Why We Use CRPS Instead of Win Rate (And Why It Matters)
If you follow prediction markets or sports analytics, you've probably seen services advertise their "win rate" — "78% accuracy!" or "9 out of 10 correct!" On the surface, these numbers sound impressive. But win rate is actually a terrible metric for evaluating probability forecasters, and here's why.
The Problem with Win/Loss
Imagine two forecasters evaluating the same market: "Will Bitcoin exceed $100K by March 2026?"
Forecaster A says: 51% YES. Forecaster B says: 92% YES. The event happens. Both forecasters are "correct." Their win rates both go up by one.
But clearly Forecaster B made a better prediction. They were more confident and more accurate. A 51% forecast is barely better than flipping a coin — it conveys almost no useful information. Yet under a win/loss framework, both predictions are treated identically.
This is the fundamental flaw: win rate rewards being on the right side but doesn't care how right you were. It incentivizes hedging — always predicting close to 50% so you're never "wrong" by much — rather than making precise, informative forecasts.
What CRPS Actually Measures
Continuous Ranked Probability Score (CRPS) is the gold standard in meteorology, epidemiology, and professional forecasting. It measures the distance between your predicted probability distribution and the actual outcome.
For binary events (yes/no), CRPS simplifies to a clean formula: it penalizes you proportionally to how far your probability estimate was from the true outcome (0 or 1). A forecast of 90% on an event that happens scores much better than a forecast of 55% on the same event. And a forecast of 90% on an event that doesn't happen is penalized much more than a forecast of 55% that didn't happen.
Lower CRPS is better. A perfect forecaster (who somehow always knew the true probability) would score 0. A coin-flip forecaster (always predicting 50%) would score around 0.25.

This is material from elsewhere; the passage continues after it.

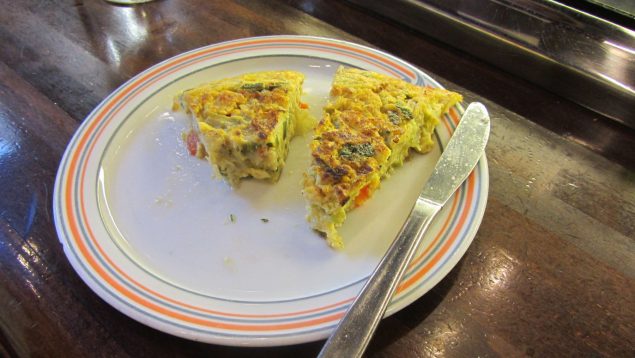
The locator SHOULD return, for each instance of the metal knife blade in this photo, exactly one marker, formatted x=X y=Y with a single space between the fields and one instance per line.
x=461 y=155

How We Use CRPS for Nightly Recalibration
Every night, our recalibration system processes all resolved forecasts and computes CRPS scores per category. We then use these scores to adjust category-specific calibration multipliers.
For example, if our crypto forecasts have been systematically overconfident (predicting 80% when the actual base rate is 73%), the nightly process detects this pattern and adjusts the crypto calibration multiplier downward. The next day's crypto forecasts are automatically nudged toward more accurate levels.
This creates a continuous feedback loop: forecast → outcome → score → adjust → improved forecast. Over time, our CRPS converges toward the theoretical optimum for each category.
Per-Category Multipliers
Different categories have different base rates, volatilities, and difficulty levels. Politics is often well-predicted by polls and models (higher accuracy). Crypto markets are inherently volatile and harder to forecast (lower accuracy, but with larger informational edges when we're right).
Rather than applying a single global correction, we maintain separate calibration multipliers for each of our 8 categories: Politics, Crypto, Sports, Economics, Tech, Culture, Science, and Other. This ensures our forecasts are well-calibrated within each domain.
Evaluating Us Yourself
We publish our full CRPS scores, category breakdowns, and calibration curves on our Track Record page. You can see exactly how calibrated we are across every category, including the forecasts we got wrong.
We believe transparent evaluation is essential. Any service that only shows you win rate — and hides their miscalibrated forecasts — is giving you an incomplete picture. CRPS holds us to a higher standard, and we publish the results for anyone to verify.